Projected changes in climate conditions and increasing instances of extreme weather events have become an ongoing challenge for transportation agencies charged with ensuring the long-term safety and functionality of surface transportation systems. According to the 2014 National Climate Assessment, in the coming decades “all regions and modes of transportation will be affected by increasing temperatures, more extreme weather events, and changes in precipitation.”
Current and future climate impacts that may affect transportation systems include rising sea levels, increased precipitation in some areas and decreased precipitation in other areas, higher risk of drought and wildfires, stress on ecosystems, and greater risk of flooding.
While infrastructure in coastal areas is particularly vulnerable to sea level rise, storm surge and flooding, inland states also are facing increasing impacts from extreme events, including riverine floods, winter storms, wildfires, and landslides.
Impacts to infrastructure include buckling of pavement from heat or freeze-thaw conditions; damage to culverts and roads, tunnels, bridges and transit systems from flooding, landslides, and erosion; inundation of infrastructure from sea level rise; bridge damage from high winds and scour from runoff and extreme river discharge. Transportation systems also face increasing road closures, transit system shut downs, increasing traffic disruption and emergency evacuations.
The National Climate Assessment notes that transportation agencies can build resilience to these potential impacts through a range of adaptation options. These include use of alternate routes around damaged elements and shifting the public to undamaged modes, new and improved infrastructure designs for future climate conditions, asset management programs, protection of at-risk assets, operational changes, and abandoning/relocating infrastructure assets that would be too expensive to protect.
“As new and rehabilitated transportation systems are developed, climate change impacts should be routinely incorporated into the planning for these systems,” the report noted.
Details on the expected changes in climate conditions and extreme weather, as well as the likely impacts on the highway system, are outlined in a comprehensive research report and practitioner’s guide produced under the National Cooperative Highway Research Program. (see NCHRP Report 750: Strategic Issues Facing Transportation, Volume 2: Climate Change, Extreme Weather Events, and the Highway System: Practitioner’s Guide and Research Report)
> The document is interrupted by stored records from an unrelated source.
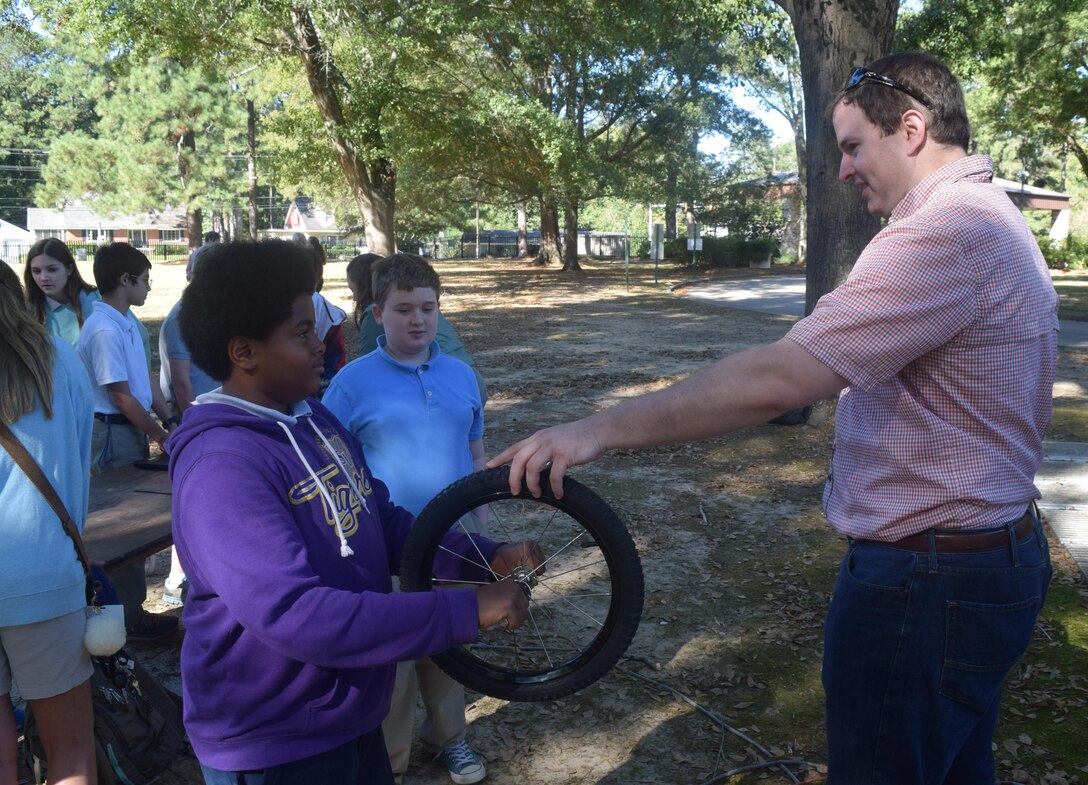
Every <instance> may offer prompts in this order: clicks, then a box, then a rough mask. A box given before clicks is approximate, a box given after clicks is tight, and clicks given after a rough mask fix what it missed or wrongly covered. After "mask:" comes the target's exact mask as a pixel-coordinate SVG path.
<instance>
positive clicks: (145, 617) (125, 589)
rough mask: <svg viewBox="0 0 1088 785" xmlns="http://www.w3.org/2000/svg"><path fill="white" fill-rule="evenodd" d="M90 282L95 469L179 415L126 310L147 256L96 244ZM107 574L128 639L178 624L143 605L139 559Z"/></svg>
mask: <svg viewBox="0 0 1088 785" xmlns="http://www.w3.org/2000/svg"><path fill="white" fill-rule="evenodd" d="M94 270H95V283H96V284H97V285H98V290H99V291H100V292H101V295H102V300H101V302H99V303H98V304H97V306H96V308H95V311H94V313H91V314H90V315H89V316H88V317H87V320H86V321H85V322H84V324H83V331H81V333H79V345H78V349H79V358H81V359H82V360H83V364H84V366H85V367H86V369H87V373H88V374H89V375H90V382H91V386H92V388H94V397H95V422H94V425H92V428H91V448H90V449H91V452H90V465H91V472H92V473H99V472H103V471H108V470H110V469H120V468H122V466H126V465H128V464H131V463H135V462H136V461H139V460H143V459H145V458H147V454H148V439H149V438H150V439H151V440H153V441H157V443H158V444H160V445H161V444H162V443H163V441H165V439H166V435H168V434H166V431H165V428H164V427H163V426H162V425H160V424H159V423H158V422H156V421H154V419H153V418H152V416H151V415H150V414H149V413H148V410H149V409H150V408H151V407H152V403H153V404H154V407H156V414H158V415H159V418H160V419H161V420H162V422H163V423H165V424H166V426H168V427H169V426H170V425H172V424H174V423H175V422H176V419H172V418H171V415H170V412H169V411H166V409H165V407H164V406H163V404H162V403H161V402H160V401H161V397H152V395H151V381H150V374H149V371H148V366H147V357H146V354H145V352H144V345H143V339H141V337H140V334H139V331H138V329H137V327H136V325H135V323H134V320H132V319H128V316H127V315H126V314H127V313H128V309H129V308H132V307H133V306H143V304H144V301H145V300H146V299H147V295H148V292H149V291H150V290H151V263H150V262H149V261H148V259H147V257H145V256H144V254H143V253H141V252H140V251H138V250H136V249H135V248H133V247H132V246H129V245H128V244H127V242H112V244H110V245H108V246H103V247H101V248H99V249H98V250H97V251H95V267H94ZM110 580H111V582H112V583H113V587H114V589H116V593H118V597H119V598H120V599H121V602H122V605H124V607H125V626H126V627H127V628H128V638H129V640H154V639H157V638H160V637H162V636H163V635H166V634H169V633H170V632H172V631H173V630H174V628H175V627H176V626H177V620H176V619H173V618H169V616H157V615H152V614H149V613H146V612H145V611H144V608H143V606H144V600H145V599H147V583H146V576H145V571H144V562H143V561H139V562H137V563H136V564H135V565H132V566H126V568H122V569H120V570H116V571H111V573H110Z"/></svg>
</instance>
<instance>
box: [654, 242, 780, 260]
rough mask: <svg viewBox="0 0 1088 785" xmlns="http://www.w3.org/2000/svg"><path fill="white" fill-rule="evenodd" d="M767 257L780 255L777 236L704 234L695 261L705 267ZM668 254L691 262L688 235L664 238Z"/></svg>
mask: <svg viewBox="0 0 1088 785" xmlns="http://www.w3.org/2000/svg"><path fill="white" fill-rule="evenodd" d="M768 257H770V258H771V259H777V258H778V241H777V240H775V238H774V237H758V238H755V239H745V238H744V237H741V236H737V235H733V236H730V237H704V238H703V250H702V251H698V252H697V253H696V254H695V263H696V264H698V265H700V266H704V267H737V266H741V265H746V264H749V263H750V262H762V261H765V260H766V259H767V258H768ZM665 258H666V259H672V260H675V261H678V262H688V263H690V262H691V251H689V250H688V238H685V237H678V238H676V239H675V240H666V241H665Z"/></svg>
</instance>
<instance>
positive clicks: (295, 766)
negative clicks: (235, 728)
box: [200, 726, 393, 785]
mask: <svg viewBox="0 0 1088 785" xmlns="http://www.w3.org/2000/svg"><path fill="white" fill-rule="evenodd" d="M200 771H201V772H203V776H205V783H207V785H393V770H392V769H391V768H390V756H388V753H386V751H385V738H384V737H383V736H382V728H381V726H379V727H376V728H374V730H373V731H371V732H370V733H366V734H363V735H362V736H359V737H358V738H356V739H353V740H350V742H348V743H347V744H342V745H341V746H339V747H335V748H333V749H331V750H329V751H327V752H320V753H318V755H314V756H311V757H309V758H304V759H302V760H296V761H292V762H290V763H283V764H281V765H274V767H269V768H268V769H261V770H260V771H221V770H219V769H212V768H210V767H207V765H203V764H202V763H201V764H200Z"/></svg>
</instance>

The guide outlines “the steps that should be taken if transportation officials want to know what climate stresses the transportation system might face in the future; how vulnerable the system will likely be to these stresses; and what strategies can be considered to avoid, minimize, or mitigate potential consequence.”
It recommends an eight-step diagnostic framework transportation agencies can use to undertake an adaptation assessment, including the following steps:
- Identify key goals and performance measures for the adaptation planning effort.
- Define policies on assets, asset types, or locations that will receive adaptation consideration.
- Identify climate changes and effects on local environmental conditions.
- Identify the vulnerabilities of asset(s) to changing environmental conditions.
- Conduct risk appraisal of asset(s) given vulnerabilities.
- Identify adaptation options for high-risk assets and assess feasibility, cost effectiveness, and defensibility of options.
- Coordinate agency functions for adaptation program implementation (and optionally identify agency/public risk tolerance and set trigger thresholds).
- Conduct site analysis or modify design standards (using engineering judgment), operating strategies, maintenance strategies, construction practices, etc.